Since 2002, the Encyclopedia of Soil Science, edited by soil scientist Lal (Ohio State Univ.), has been one of the best standard reference resources about soils, competing with but also complementing such works as Springer’s Encyclopedia of Soil Science (CH, Jul’08, 45-5914). The third edition of this fine encyclopedia includes 142 new entries, although it does not appear that entries appearing in the 2006 or 2002 editions were updated in any significant manner. The contributors’ articles are informative and well written, revealing the diversity of the concerns of soil scientists (chapters include “Acid Mine Drainage,” “Land Restoration,” “Mycorrhiza of Forest Ecosystems,” “Windblown Dust”). Indexing is excellent, and the set contains a conventional table of contents along with a topical table that organizes contents under broad subject headings. Surprisingly, the editors continue to use black-and-white photographs and graphs instead of color graphics, which are now considerably more affordable than in earlier years; including some figures in color would be a much more helpful way to illustrate differences in soil classifications and structures. Despite the high cost, libraries that do not own earlier editions should acquire this new, three-volume set to support research at all levels in programs of geology, geography, agriculture, and environmental science. Summing Up: Highly recommended. Undergraduates through professionals/practitioners. —J. C. Stachacz, Wilkes University

Ghosh, Amitav. The great derangement: climate change and the unthinkable. Chicago, 2016. 196p ISBN 9780226323039, $22.00; ISBN 9780226323176 ebook, $18.00.

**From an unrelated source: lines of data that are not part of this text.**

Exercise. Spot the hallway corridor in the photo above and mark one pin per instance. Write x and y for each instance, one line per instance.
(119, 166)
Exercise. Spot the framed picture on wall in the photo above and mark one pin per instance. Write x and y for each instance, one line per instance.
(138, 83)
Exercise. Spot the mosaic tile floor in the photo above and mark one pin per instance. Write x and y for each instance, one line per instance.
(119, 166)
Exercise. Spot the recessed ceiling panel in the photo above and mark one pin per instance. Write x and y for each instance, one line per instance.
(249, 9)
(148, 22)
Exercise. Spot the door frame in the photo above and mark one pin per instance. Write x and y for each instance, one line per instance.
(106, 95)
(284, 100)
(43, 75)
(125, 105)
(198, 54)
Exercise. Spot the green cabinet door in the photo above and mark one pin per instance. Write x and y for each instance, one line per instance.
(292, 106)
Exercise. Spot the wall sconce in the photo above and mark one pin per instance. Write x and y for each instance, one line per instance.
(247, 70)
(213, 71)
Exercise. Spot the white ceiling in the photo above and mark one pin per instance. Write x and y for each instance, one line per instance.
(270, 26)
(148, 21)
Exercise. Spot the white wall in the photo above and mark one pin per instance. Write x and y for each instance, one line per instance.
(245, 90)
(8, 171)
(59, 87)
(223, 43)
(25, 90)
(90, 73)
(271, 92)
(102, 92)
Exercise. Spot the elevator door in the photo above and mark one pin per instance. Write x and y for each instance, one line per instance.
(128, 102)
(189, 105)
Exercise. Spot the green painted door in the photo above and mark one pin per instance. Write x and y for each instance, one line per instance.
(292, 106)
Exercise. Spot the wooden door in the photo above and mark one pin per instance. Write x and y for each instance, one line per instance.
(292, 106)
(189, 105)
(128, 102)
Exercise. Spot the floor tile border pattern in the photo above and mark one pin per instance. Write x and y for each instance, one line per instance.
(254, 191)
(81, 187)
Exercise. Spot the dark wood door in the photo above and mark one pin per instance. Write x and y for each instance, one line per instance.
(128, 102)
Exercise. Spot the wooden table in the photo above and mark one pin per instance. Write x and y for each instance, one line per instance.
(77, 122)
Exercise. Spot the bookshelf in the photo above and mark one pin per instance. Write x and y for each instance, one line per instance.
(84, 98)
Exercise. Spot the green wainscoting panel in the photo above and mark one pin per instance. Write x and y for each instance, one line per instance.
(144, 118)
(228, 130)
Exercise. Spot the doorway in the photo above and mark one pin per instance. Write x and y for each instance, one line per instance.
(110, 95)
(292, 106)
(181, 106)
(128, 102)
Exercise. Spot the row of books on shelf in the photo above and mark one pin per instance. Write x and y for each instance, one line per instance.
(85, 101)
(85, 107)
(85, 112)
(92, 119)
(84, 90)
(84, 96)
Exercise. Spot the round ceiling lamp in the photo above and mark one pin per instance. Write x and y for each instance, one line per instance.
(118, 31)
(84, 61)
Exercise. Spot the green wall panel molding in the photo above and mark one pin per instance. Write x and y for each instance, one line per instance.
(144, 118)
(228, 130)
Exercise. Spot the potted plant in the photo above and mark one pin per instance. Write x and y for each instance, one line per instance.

This vitally important book looks at how anthropogenic climate change affects literary production, particularly the novelistic imagination. Although global warming is desperately real, because of the politics of the carbon economy novels that address climate crisis tend to be relegated to the outpost of science fiction and “banish[ed] from the preserves of serious fiction” (part 1, “Stories”). A tour de force examination of how humans have changed the environment, which in turn alters literary representation, the book unfolds with dazzling insights. Ghosh argues that the Anthropocene should resist sci-fi because the impending disaster is not located in a future time or place. Linking the way the poor will be drastically affected by rising sea levels and strong hurricanes, Ghosh asserts that climate change reverses the temporality of modernity because “those at the margins are now the first to experience the future that awaits all of us.” The book concludes with a brilliant comparison of two seminal texts, both 2015, that address climate change: Pope Francis’s Laudato Si’: On Care for Our Common Home and the United Nations Paris Agreement. Ghosh reads both as literary documents that support his thesis that climate change resists contemporary literature and its emphasis on human limitlessness and freedom. Summing Up: Essential. Lower-division undergraduates through faculty and professionals; general readers. —D. J. Rosenthal, John Carroll University

Huskey, Steve. The skeleton revealed: an illustrated tour of the vertebrates. Johns Hopkins, 2017. 346p index ISBN 9781421421483, $49.95; ISBN 9781421421490 ebook, $49.95.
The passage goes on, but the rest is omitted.